"Ce qui fait descendre les Iraniens dans la rue le plus souvent, ce sont des problèmes économiques ordinaires -la frustration face au manque d'emplois, l'incertitude par rapport à l'avenir de leurs enfants", explique à l'AFP Esfandyar Batmanghelidj, fondateur du Europe-Iran Business Forum.
Selon cet expert, les troubles de ces derniers jours ont été provoqués par les mesures d'austérité du président Hassan Rohani depuis son arrivée au pouvoir en 2013, comme les réductions des budgets sociaux ou les augmentations des prix des carburants annoncées il y a quelques semaines.
"Pour Rohani, les budgets d'austérité sont certes difficiles à faire passer, mais il s'agit de mesures nécessaires face à l'inflation et aux problèmes de devise ainsi que pour tenter d'améliorer l'attractivité de l'Iran pour les investissements", affirme Esfandyar Batmanghelidj. Cependant, "après une période de sanctions très difficile, l'austérité ne peut qu'entamer la patience des gens".
Les manifestations ont éclaté jeudi à Machhad, deuxième ville d'Iran, avant de se propager à travers le pays.
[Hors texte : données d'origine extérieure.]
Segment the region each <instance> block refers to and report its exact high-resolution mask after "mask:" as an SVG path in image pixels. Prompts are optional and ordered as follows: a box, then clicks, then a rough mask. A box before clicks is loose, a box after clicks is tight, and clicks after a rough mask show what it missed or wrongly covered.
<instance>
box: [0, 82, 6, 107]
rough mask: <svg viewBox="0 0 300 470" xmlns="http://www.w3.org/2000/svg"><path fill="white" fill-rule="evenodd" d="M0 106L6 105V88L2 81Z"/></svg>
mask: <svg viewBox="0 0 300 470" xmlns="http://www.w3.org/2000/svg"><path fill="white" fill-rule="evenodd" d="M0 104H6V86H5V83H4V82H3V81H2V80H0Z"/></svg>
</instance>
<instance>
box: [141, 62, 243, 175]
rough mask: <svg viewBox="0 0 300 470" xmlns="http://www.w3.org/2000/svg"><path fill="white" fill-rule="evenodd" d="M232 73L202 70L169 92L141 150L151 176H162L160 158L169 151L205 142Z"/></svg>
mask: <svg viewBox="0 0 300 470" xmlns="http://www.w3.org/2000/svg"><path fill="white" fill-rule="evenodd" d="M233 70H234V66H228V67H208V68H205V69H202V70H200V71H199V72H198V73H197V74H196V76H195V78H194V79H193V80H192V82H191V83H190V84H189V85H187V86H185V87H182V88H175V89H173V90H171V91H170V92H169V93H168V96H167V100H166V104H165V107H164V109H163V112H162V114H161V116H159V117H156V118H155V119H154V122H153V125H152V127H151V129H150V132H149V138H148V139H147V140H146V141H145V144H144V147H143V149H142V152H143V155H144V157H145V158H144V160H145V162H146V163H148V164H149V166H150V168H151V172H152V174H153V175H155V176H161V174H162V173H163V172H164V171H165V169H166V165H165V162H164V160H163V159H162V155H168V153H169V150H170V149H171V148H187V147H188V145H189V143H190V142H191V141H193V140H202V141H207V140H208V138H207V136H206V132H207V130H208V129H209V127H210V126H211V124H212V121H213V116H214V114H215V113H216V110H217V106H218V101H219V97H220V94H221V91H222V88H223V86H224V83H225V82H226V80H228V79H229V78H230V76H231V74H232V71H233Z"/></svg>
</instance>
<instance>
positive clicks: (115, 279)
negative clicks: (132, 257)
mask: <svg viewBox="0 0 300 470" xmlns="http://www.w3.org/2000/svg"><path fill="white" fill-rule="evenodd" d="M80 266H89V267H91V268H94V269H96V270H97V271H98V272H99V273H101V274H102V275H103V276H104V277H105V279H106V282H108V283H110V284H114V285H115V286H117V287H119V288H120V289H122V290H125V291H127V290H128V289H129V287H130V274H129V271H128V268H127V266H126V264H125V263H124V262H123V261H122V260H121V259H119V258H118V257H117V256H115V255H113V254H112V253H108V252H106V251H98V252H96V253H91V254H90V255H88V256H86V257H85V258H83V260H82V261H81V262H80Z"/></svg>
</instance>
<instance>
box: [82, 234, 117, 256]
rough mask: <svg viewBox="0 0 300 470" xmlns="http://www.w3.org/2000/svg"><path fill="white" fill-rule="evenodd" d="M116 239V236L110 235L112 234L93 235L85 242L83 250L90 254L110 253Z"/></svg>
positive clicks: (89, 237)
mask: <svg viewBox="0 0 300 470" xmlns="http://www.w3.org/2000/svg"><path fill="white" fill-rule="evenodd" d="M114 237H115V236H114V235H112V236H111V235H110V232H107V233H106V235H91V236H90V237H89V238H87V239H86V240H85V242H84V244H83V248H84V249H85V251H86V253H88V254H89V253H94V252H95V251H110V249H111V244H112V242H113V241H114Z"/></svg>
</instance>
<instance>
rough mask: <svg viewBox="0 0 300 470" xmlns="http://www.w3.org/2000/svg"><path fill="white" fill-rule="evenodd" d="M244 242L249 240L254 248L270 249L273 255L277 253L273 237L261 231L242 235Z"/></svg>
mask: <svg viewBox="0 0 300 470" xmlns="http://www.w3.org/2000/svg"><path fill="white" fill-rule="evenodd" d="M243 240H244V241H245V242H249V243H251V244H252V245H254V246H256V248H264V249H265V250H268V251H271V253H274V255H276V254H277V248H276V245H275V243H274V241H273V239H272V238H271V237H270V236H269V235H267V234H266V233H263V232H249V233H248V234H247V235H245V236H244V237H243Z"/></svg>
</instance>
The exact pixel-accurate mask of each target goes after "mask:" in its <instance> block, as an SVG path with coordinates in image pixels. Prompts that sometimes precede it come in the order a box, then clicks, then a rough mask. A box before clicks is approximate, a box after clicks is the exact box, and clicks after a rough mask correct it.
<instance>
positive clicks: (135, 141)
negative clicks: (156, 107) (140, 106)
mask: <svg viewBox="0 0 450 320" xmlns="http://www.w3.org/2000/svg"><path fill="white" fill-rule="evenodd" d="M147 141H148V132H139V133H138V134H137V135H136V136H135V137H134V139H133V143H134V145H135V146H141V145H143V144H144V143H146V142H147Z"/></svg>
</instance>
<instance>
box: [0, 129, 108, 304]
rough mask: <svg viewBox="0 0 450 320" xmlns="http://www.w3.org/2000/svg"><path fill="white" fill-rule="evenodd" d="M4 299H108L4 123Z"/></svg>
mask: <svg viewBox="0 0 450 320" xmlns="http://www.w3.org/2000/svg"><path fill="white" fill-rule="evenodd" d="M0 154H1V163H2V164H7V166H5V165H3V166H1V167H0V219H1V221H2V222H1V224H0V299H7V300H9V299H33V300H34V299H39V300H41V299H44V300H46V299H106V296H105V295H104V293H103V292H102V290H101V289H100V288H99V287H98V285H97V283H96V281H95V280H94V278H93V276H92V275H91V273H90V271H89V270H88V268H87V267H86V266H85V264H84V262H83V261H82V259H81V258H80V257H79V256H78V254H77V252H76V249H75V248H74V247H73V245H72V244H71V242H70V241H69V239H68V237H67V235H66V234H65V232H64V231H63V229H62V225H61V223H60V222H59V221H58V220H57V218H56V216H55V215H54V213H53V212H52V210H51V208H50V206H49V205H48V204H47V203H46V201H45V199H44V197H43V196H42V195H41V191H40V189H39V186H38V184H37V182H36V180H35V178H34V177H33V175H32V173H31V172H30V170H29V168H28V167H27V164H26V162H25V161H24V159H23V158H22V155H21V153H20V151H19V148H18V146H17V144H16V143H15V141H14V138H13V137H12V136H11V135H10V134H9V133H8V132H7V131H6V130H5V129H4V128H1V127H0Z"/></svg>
Six personnes sont mortes dans les troubles liés aux protestations qui ont dégénéré en violences dans plusieurs endroits, et des dizaines ont été arrêtées. Des slogans comme "Mort au dictateur" et des attaques visant les symboles du régime ont donné aux manifestations -les plus importantes depuis celles de 2009- un air de révolution.
Le gouvernement a accusé "des éléments hostiles" basés à l'étranger d'attiser le mouvement de contestation. Certains suspectent aussi les conservateurs, rivaux du courant modéré dont fait partie Hassan Rohani, de vouloir saboter la politique économique du gouvernement au risque de déclencher un mouvement qui pourrait devenir difficile à maîtriser.
"Il existe des preuves, particulièrement à Machhad, que les manifestations étaient organisées pour marquer des points politiques", a déclaré à l'agence iranienne Tasnim Amir Mohebbian, un expert basé à Téhéran. Il a souligné que les organisateurs de ce mouvement "n'avaient évidemment pas anticipé qu'il prendrait une telle ampleur. On ne peut pas jouer avec les mouvements de contestation".
Néanmoins, la colère suscitée par la situation économique est palpable depuis quelques années et a dominé les dernières élections en mai. De petits mouvements ont eu lieu: ces dernières semaines, l'agence ILNA liée aux syndicats a fait état notamment de protestations de plusieurs centaines d'employés du secteur pétrolier pour des retards de paiement, ainsi que des fabricants de tracteurs à Tabriz contre la fermeture de leur usine. La colère n'a fait qu'augmenter avec l'effondrement de sociétés de crédit qui a affecté des millions d'investisseurs.
Ces sociétés se sont multipliées sous le mandat du président Mahmoud Ahmadinejad et se sont effondrées quand la bulle immobilière a explosé. "Je ne suis pas surpris par ces manifestations. Nous avons eu ces deux dernières années des défilés dans la rue contre les banques et les sociétés de crédit", rappelle le politologue Mojtaba Mousavi, basé à Téhéran. "Tout le monde dit que les manifestants viennent des classes défavorisées mais de nombreux manifestants font partie de la classe moyenne qui a perdu beaucoup de ses avoirs", assure-t-il à l'AFP.
En dépit des causes économiques évidentes, des griefs portant sur les restrictions concernant les libertés civiles sont toujours d'actualité. Même au sein de la classe politique conservatrice, on reconnaît que les Iraniens ont peu d'espace pour exprimer leurs plaintes. "Notre Constitution reconnaît le droit de protester, mais en pratique, il n'y a pas de mécanisme pour le faire", souligne Gholamreza Mesbahi Moghddam, porte-parole de l'Association du clergé combattant (conservatrice) à l'agence ISNA. "Les responsables doivent écouter le peuple. Les médias, également, ont la responsabilité de couvrir les manifestations".
Dimanche, Hassan Rohani lui-même a prôné "un espace" pour que le peuple puisse exprimer ses "inquiétudes quotidiennes".
Certains experts doutent que les manifestations puissent être une menace sérieuse pour le régime, estimant qu'elles ne semblent pas obéir à une organisation claire. Les slogans politiques sont vus comme une aubaine pour le régime, lui permettant de réprimer les manifestants en les accusant d'éléments anti-sociaux et violents. "Le système préfère les manifestations politiques plutôt que celles suscitées pour des raisons économiques car elles sont plus faciles à contrôler", souligne Mojtaba Mousavi.